Maria Teresa Naranjo Ochoa (1931, Tuxpan, Jalisco2007, Madrid) was a Mexican virtuoso pianist and teacher.
After initial studies in Guadalajara (with Manuel de Jesús Aréchiga and Áurea Corona), and in Mexico City’s Conservatorio Nacional de Música (with Joaquín Amparán Cortés, Carlos Vazquez, and Guillermo Salvador), she moved to Paris in 1963, where she became a foremost student of legendary French-Brazilian pianist Magda Tagliaferro and of her assistant, French-Canadian pianist Christiane Sénart (1916 - 2010).
In 1977, she moved permanently to Madrid, where she lived for the next 30 years, until her death in 2007, and where she performed, taught privately and became a faculty member of the Madrid Royal Conservatory, and later of the Conservatorio Profesional de Música Amaniel (founded in 1987). As a pedagogue, she is widely known for having been one of the main teachers of Spanish virtuoso pianist Josu de Solaun Soto.
During her performing career, she played as concerto soloist with all of the main Mexican orchestras, under the batons of Iosif Conta, Leslie Hodge, Alejandro Kahan, Abel Eisenberg, Helmut Goldmann, Eduardo Mata, José Guadalupe Flores, Kenneth Klein, Hugo Jan Huss, Salvador Contreras, Francisco Orozco, José Rodríguez Frausto, Manuel de Elías, Luis Ximénez Caballero, and Arturo Javier González, among many others, playing concerti by Mozart, Beethoven, Mendelssohn, Brahms, Franck, Rachmaninov, Gershwin, Halffter, Albéniz, and Ponce. In Guadalajara, she was a frequent guest at the historic Teatro Degollado as well as a frequent concerto soloist with the Orquesta Filarmónica de Jalisco, which named her principal soloist, a position created for her, in order to be the main pianist engaged to play as concerto soloist with the orchestra.

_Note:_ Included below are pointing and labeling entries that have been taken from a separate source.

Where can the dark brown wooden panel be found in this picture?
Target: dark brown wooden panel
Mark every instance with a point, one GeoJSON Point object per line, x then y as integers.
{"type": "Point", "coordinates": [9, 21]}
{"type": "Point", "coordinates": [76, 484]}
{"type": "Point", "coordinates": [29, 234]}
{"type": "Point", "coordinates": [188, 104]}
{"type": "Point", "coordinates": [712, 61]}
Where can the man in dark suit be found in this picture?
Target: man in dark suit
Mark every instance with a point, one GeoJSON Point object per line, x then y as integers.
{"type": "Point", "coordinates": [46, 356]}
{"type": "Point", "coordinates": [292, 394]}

In 1959 she won an important national competition held by the Conservatorio Nacional de Música, playing both Felix Mendelssohn’s and Manuel M. Ponce’s concerti at the Palacio de Bellas Artes in Mexico City. In 1960, she also won the National Chopin Competition, held by Canal Once (Mexico) (TV Channel 11) in collaboration with the Polish Embassy (2nd prize winner was the now famous conductor Enrique Bátiz), a prize that launched her international career. As a recitalist and chamber musician, she toured the United States, Europe, and the former USSR, participating actively with the OPIC (Organismo de Promoción Internacional de Cultura) and frequently representing Mexico at the International Rostrum of Composers in Paris, showcasing many contemporary Mexican works for piano, in particular those by Carlos Chávez, Alfredo Carrasco, Hermilio Hernández and José Pablo Moncayo.
Her interpretations of the French, Spanish (especially Albéniz, De Falla, and Mompou), Brazilian (Villa-Lobos), and Mexican repertoire (Chávez, Ponce, Villanueva, Carrasco, Moncayo), were highly praised by the press.
The famous Spanish composer Rodolfo Halffter considered her “the finest Mexican pianist of her generation”.